Now Gilmartin wanted to know: Would Brundtland care to sponsor the initiative and take a leading role in its announcement?
Brundtland and her colleagues in the U.N. system and at the World Bank confronted a dilemma that would shadow them during six weeks of intense, confidential talks. The companies made clear they intended to go public with the offer before the WHO's World Health Assembly on May 15. The U.N. agencies could not afford to spurn a proposal that appeared to be a historic advance against AIDS. And yet they were loath to endorse an industry plan whose design and essential details were beyond their control.
When a deal was finally announced on May 11, it was heralded worldwide as a triumph for both sides, and a turning point in the world's response to the poorest AIDS sufferers. But behind the agreement was another story.
Interviews with most of the participants, together with documents obtained by The Washington Post, show that from the start, the potential partners--five companies and five international agencies--were riven by doubts and disputes. Each side tried in some measure to subvert the other's goals. The agencies had an unspoken aim to drive prices of patented AIDS drugs down to the level of generics, and to make those prices available as widely as possible. The drug firms sought to maintain prices in most markets by offering selective discounts that would remain under their control. In the long term, the structure of their offer primed new markets by building demand while limiting the duration and scope of the discounts.

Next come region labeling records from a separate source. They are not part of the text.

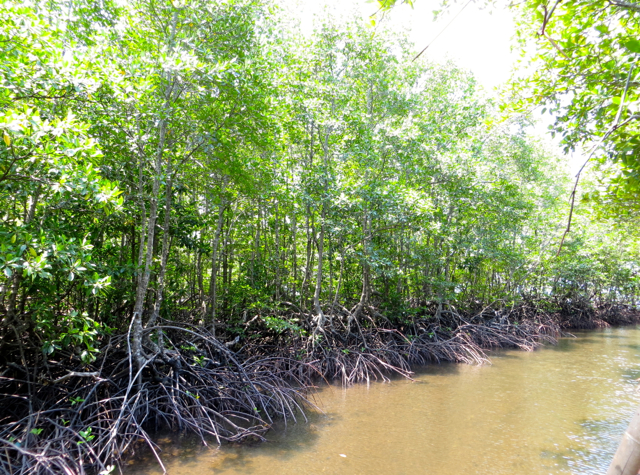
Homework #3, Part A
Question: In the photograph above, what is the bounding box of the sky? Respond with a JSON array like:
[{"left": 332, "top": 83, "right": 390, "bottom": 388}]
[{"left": 284, "top": 0, "right": 583, "bottom": 175}]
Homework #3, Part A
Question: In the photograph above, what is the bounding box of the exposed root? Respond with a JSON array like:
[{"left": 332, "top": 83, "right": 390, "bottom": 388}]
[{"left": 0, "top": 326, "right": 310, "bottom": 475}]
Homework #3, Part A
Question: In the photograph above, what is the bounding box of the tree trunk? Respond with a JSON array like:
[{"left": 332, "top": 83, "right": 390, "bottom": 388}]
[{"left": 206, "top": 198, "right": 227, "bottom": 336}]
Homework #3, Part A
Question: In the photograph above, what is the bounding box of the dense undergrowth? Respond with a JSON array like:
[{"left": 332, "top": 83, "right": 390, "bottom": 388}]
[
  {"left": 0, "top": 299, "right": 640, "bottom": 475},
  {"left": 0, "top": 0, "right": 640, "bottom": 475}
]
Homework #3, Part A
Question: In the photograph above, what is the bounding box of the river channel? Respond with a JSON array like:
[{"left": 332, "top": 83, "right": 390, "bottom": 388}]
[{"left": 125, "top": 328, "right": 640, "bottom": 475}]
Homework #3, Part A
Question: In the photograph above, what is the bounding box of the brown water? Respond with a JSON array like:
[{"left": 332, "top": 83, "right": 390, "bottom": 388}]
[{"left": 126, "top": 328, "right": 640, "bottom": 475}]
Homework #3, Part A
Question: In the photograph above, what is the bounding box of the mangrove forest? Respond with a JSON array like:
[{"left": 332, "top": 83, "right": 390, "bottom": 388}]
[{"left": 0, "top": 0, "right": 640, "bottom": 475}]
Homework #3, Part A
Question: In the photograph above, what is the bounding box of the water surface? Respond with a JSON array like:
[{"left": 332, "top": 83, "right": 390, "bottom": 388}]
[{"left": 126, "top": 328, "right": 640, "bottom": 475}]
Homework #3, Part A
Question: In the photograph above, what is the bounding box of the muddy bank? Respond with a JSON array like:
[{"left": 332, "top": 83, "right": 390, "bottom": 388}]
[{"left": 0, "top": 300, "right": 640, "bottom": 474}]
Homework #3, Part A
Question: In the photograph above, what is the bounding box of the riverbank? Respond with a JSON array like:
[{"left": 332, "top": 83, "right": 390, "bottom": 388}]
[{"left": 0, "top": 301, "right": 640, "bottom": 474}]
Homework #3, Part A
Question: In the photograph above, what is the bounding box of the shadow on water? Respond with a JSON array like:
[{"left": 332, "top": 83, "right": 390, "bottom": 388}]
[{"left": 125, "top": 328, "right": 640, "bottom": 475}]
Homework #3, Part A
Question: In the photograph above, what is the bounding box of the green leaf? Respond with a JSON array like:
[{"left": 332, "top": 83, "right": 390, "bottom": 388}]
[{"left": 624, "top": 40, "right": 640, "bottom": 53}]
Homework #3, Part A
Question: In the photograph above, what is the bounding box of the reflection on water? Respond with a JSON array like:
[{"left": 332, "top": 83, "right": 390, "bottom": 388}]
[{"left": 126, "top": 328, "right": 640, "bottom": 475}]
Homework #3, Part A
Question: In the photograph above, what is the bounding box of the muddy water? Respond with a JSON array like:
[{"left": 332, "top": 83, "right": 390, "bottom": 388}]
[{"left": 126, "top": 328, "right": 640, "bottom": 475}]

Most of all, the drug companies wanted to squelch an increasingly damaging debate on prices and patents that the U.N. agencies had helped touch off.
"The price issue was always discussed as preventing people from being treated," said Boehringer Vice Chairman Rolf Krebs. "We took the price away."
While the deal has quieted that debate, it has not abolished the primacy of price in determining who gets the drugs. In the eight months since the agreement, only one of the five companies, Glaxo Wellcome, has been willing to disclose its AIDS medicine discounts. On the whole, the companies are negotiating variable prices in strict confidence--drug by drug, firm by firm, country by country. More important, perhaps, neither the companies nor their partners--local governments, international donors and agencies--have committed in practical terms to bring treatment to significant numbers of the dying.
The only consummated arrangement thus far is in Senegal, though Uganda is close behind. Ibra Ndoye, Senegal's AIDS coordinator, said the discounts will enable his country to offer an unspecified "range of therapeutic choices . . . at access costs ranging from about $ 1,000 to $ 1,800 a year," down from the $ 10,000 or more at previous market prices.